Officials at the University of York in the UK apologized to students after an English lecturer read aloud the word “negro” from black-authored source material.

According to the Daily Mail, students were “distressed” upon hearing the word, which came from passages by (black) writers William Edward Burghardt Du Bois and Fritz Fanon.

One of the former’s works actually is titled “The Philadelphia Negro.”

When the offended undergrads complained to English Department Chair Helen Smith, she responded with a letter of apology. Smith noted that while the word wasn’t used “offensively,” she recognized the “considerable distress” it had caused:

I am extremely sorry that this happened, and I have written to all staff in the department to make it clear that they should not pronounce racial slurs as part of their teaching and that if those words appear in texts or on PowerPoint slides, they should be prefaced with an appropriate content warning.

Smith followed that up with a message to the department: Don’t use “negro” henceforth. (Or, as she wrote in her email, “n*gro.”) If lecturers must read aloud the term, Smith suggested the following preface:

I am going to be using quotations which feature racial slurs, in an attempt to fully explore the topic, and in no way to condone the use of such words in other contexts by those who are not members of the specific racial groups who have chosen to reclaim these terms.

From the story:

[A]cademics […] said the case highlighted a dangerous move towards censorship and compared ‘snowflake’ students to employees of the Ministry of Truth in the George Orwell novel Nineteen Eighty-Four.

Professor Frank Furedi, emeritus professor of sociology at Kent University, said: ‘The obsession with the policing of language has become a caricature of itself. The word negro, which was used by pan-Africanists to refer to themselves, is now rebranded as a source of distress by students who do not have a clue about what racism means.’

Professor Dennis Hayes, director of Academics For Academic Freedom and a professor of education at Derby University, said: ‘These over-sensitive students are the products of a therapeutic education system that has taught them they must never feel offended or uncomfortable.

‘They come to university where they are expected to develop intellectually by discussing challenging ideas and they say they can’t cope.’

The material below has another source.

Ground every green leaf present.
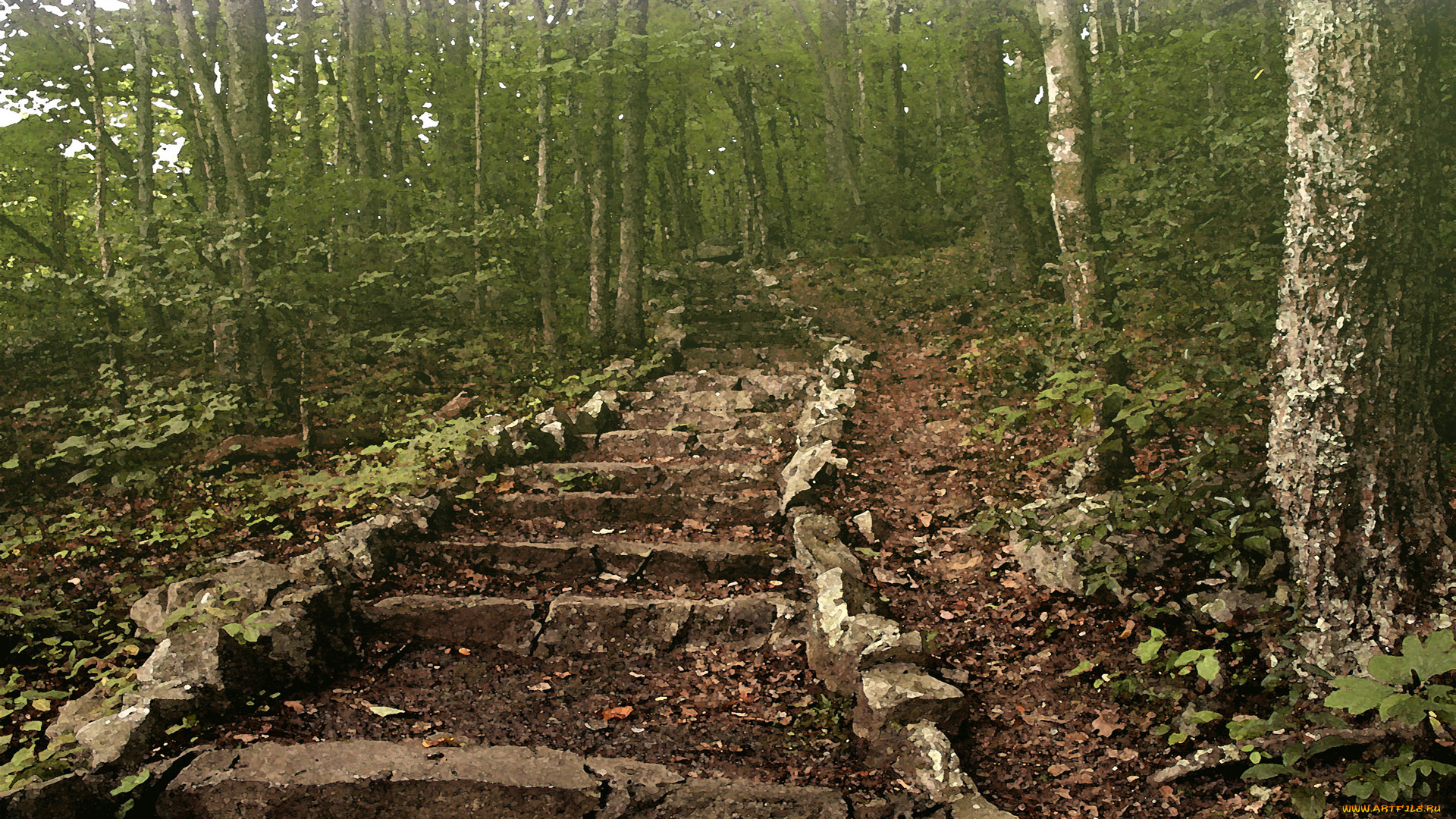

The Campaign for Real Education’s Chris McGovern called UY’s students “snowflakes,” and said “It comes to something when even black writers and anti-colonialists are being censored.”

A university spokesman said the school was “committed” to offering a wide range of literary works, but would be “sensitive” when using texts that “contain racial terms.”

Good thing the United Negro College Fund is located here in the colonies, eh?

Read the article.

MORE: 90-yr.-old Cornell alumnus uses word ‘Negro,’ students scandalized

MORE: Black prof calls blacks meeting with Donald Trump ‘mediocre Negroes’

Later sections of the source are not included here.